Film tourism is a trend: the big screen improves territorial attractiveness

In a recent article, we mentioned film tourism, a trend that is expected to grow especially among millennials who, inspired by films and TV series, take the opportunity to visit places which were movie locations, spending time in contact with nature and in open spaces.

Who is the new film tourist?
According to the results of a study conducted by the University of Cordoba (UCO), which analyzed the new trends of this travelers, film tourists coincide with the profile of a young woman between 18 and 40 years old, with an average income and a travel motivation particularly influenced by the landscape factor and a strong interest in living new and unique experiences.

Cinema is potentially an important ally for the travel & tourism sector. The Italian Film Commission association and others spread throughout the territory are responsible for encouraging investments in the audiovisual sector, promoting local environment, art, architecture, history, landscapes among national and international film and tv productions.

A country which is focusing on film tourism and which is very active in promoting tourism in its territory through film production is New Zealand. New Zealand’s NTO reports that one adult out of four chooses a destination for his vacation based on the locations of his favourite films.
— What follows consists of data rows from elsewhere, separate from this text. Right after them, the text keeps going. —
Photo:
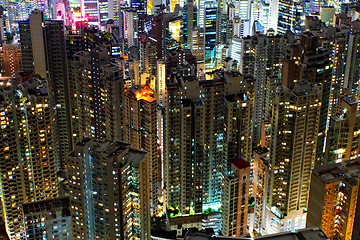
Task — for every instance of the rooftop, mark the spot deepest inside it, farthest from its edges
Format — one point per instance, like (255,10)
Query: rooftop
(340,171)
(314,233)
(240,163)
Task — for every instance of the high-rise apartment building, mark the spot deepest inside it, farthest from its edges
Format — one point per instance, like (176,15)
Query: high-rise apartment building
(198,46)
(236,199)
(210,26)
(109,186)
(96,105)
(343,134)
(140,123)
(295,127)
(259,182)
(263,56)
(312,63)
(334,200)
(290,16)
(192,106)
(49,219)
(28,155)
(43,52)
(10,60)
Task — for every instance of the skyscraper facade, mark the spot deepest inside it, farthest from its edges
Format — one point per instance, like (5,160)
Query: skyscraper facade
(109,190)
(29,157)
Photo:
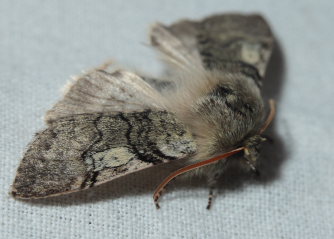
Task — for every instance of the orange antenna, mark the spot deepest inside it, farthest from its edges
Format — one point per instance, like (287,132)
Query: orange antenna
(270,116)
(173,175)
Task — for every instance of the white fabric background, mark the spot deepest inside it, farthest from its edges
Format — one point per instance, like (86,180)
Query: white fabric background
(42,43)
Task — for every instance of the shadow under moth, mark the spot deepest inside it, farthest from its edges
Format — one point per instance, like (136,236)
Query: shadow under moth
(208,109)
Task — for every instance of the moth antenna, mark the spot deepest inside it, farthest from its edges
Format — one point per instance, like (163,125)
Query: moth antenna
(270,116)
(188,168)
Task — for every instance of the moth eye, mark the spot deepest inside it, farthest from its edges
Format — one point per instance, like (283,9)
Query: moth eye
(248,107)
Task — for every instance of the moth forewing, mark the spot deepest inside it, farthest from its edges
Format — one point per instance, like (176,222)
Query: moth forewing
(110,124)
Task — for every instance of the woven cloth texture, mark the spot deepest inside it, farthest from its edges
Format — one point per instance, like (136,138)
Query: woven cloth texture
(43,43)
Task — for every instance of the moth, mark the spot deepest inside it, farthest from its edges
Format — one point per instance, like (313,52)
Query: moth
(112,123)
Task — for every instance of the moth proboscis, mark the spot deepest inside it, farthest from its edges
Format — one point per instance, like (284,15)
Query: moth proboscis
(206,108)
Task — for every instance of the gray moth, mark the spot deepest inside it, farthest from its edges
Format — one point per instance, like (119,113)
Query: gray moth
(112,123)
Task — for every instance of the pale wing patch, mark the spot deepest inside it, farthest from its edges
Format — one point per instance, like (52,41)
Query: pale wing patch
(101,91)
(112,158)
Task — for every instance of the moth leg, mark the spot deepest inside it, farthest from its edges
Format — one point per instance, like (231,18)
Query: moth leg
(212,183)
(159,194)
(250,161)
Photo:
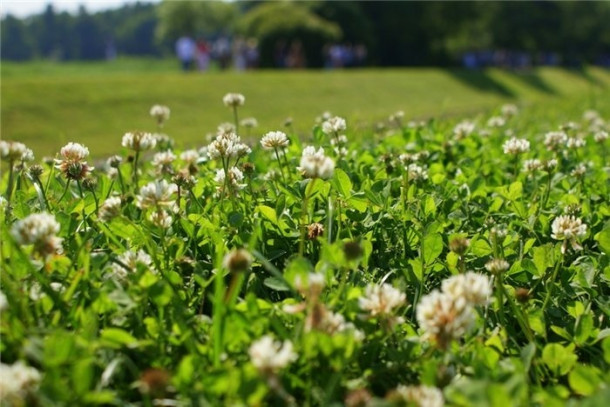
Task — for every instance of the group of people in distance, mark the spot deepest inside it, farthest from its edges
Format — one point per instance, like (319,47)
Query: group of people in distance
(242,53)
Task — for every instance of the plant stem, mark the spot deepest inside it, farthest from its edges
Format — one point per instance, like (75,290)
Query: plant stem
(304,214)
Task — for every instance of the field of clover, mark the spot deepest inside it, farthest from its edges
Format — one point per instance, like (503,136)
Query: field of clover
(408,263)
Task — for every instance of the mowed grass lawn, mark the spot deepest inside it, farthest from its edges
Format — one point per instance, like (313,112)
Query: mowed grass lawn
(46,105)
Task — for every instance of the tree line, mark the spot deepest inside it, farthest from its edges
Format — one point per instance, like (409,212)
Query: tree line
(394,33)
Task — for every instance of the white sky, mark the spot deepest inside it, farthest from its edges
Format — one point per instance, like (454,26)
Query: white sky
(23,8)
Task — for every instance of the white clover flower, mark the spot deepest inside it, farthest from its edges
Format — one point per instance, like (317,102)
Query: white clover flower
(233,99)
(496,121)
(473,288)
(568,228)
(40,230)
(420,396)
(157,194)
(270,356)
(312,287)
(13,151)
(497,266)
(274,140)
(190,157)
(509,110)
(575,142)
(555,139)
(334,125)
(516,146)
(590,115)
(549,165)
(3,302)
(314,164)
(163,161)
(417,173)
(224,128)
(579,171)
(249,122)
(160,112)
(532,165)
(236,178)
(227,145)
(139,141)
(72,163)
(161,218)
(324,117)
(600,136)
(110,209)
(16,382)
(128,263)
(463,130)
(442,318)
(381,300)
(36,292)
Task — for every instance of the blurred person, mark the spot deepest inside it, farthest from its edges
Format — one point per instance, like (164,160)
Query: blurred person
(203,55)
(252,54)
(185,50)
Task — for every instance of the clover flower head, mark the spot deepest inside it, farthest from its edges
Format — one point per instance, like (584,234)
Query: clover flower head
(274,140)
(110,209)
(568,228)
(17,381)
(314,164)
(334,125)
(555,139)
(270,356)
(249,122)
(575,142)
(463,129)
(532,165)
(516,146)
(496,121)
(139,141)
(381,300)
(233,100)
(160,113)
(442,318)
(420,396)
(497,266)
(600,136)
(417,173)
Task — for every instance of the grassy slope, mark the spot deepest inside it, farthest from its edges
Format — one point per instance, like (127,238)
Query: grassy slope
(47,105)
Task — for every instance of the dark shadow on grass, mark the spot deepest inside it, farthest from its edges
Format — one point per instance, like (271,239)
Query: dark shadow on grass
(584,73)
(533,80)
(481,81)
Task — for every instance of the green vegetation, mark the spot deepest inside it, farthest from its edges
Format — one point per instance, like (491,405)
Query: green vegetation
(46,105)
(442,262)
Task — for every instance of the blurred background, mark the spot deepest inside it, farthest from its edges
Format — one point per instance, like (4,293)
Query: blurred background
(311,34)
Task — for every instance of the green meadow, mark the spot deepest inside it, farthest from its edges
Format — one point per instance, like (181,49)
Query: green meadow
(45,105)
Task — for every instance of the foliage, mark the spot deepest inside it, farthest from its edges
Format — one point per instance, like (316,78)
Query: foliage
(149,302)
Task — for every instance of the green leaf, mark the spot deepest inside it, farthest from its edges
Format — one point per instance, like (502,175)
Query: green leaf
(342,183)
(583,329)
(118,336)
(276,284)
(268,213)
(558,359)
(603,239)
(432,247)
(584,380)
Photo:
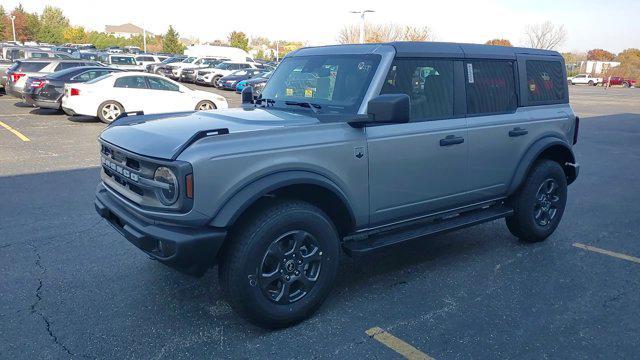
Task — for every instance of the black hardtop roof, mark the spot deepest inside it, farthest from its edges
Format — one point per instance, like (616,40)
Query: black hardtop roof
(440,49)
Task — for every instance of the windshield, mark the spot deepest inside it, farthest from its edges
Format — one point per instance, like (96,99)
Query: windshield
(123,60)
(335,83)
(223,66)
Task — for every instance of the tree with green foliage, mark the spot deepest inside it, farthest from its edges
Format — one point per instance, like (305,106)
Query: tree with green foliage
(499,42)
(52,25)
(171,42)
(239,40)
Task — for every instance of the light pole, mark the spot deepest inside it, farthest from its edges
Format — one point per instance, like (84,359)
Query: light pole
(144,39)
(13,26)
(362,22)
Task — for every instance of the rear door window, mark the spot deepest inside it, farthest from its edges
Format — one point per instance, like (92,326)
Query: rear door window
(131,82)
(38,55)
(65,65)
(90,75)
(161,84)
(491,87)
(32,66)
(545,82)
(428,83)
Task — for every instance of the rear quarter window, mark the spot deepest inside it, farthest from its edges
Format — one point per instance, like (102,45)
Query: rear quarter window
(491,87)
(545,81)
(32,66)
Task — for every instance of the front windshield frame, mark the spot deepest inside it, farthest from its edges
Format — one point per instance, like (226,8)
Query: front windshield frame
(329,64)
(120,60)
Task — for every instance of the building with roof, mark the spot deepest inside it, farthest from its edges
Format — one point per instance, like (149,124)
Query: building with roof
(125,30)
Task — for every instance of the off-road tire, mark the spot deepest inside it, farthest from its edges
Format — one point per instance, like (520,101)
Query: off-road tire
(525,223)
(243,258)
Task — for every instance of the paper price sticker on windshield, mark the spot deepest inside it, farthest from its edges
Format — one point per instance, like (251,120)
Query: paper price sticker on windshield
(470,72)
Films such as “The Lord of the Rings” saga and “The Hobbit”, for example, generated an initial interest in New Zealand in nearly one in five visitors, and 29% of tourists had at least one visit experience related to these films.

The growth of the film tourism trend can also be noticed in the hospitality offer. Many hotels, hostels and B&Bs try to inspire a cinematic atmosphere, offering rooms on an average price that is 20-30% higher than normal rooms in comparable hotels.
Exemplary is the Georgian House Hotel in London, which offers “Harry Potter” themed rooms set up with potions, cauldrons, canopied beds and all sorts of decorations referring to the movies. The Hotel Paradiso has recently opened in Paris, with 32 rooms equipped with maxi-screens, two suites in a real cinema hall, and an open-air cinema, overlooking the rooftops of the city.

At Twissen we observed how a communication media with a great capacity of conveying emotions, such as cinema and other audiovisual productions, can represent an interesting instrument for territorial promotion. The growth of the film tourism trend and the characteristics of this niche target bring out the evident opportunity to increase the tourist appeal of a territory, expanding its vocation as a film set and exploiting the consequent visibility.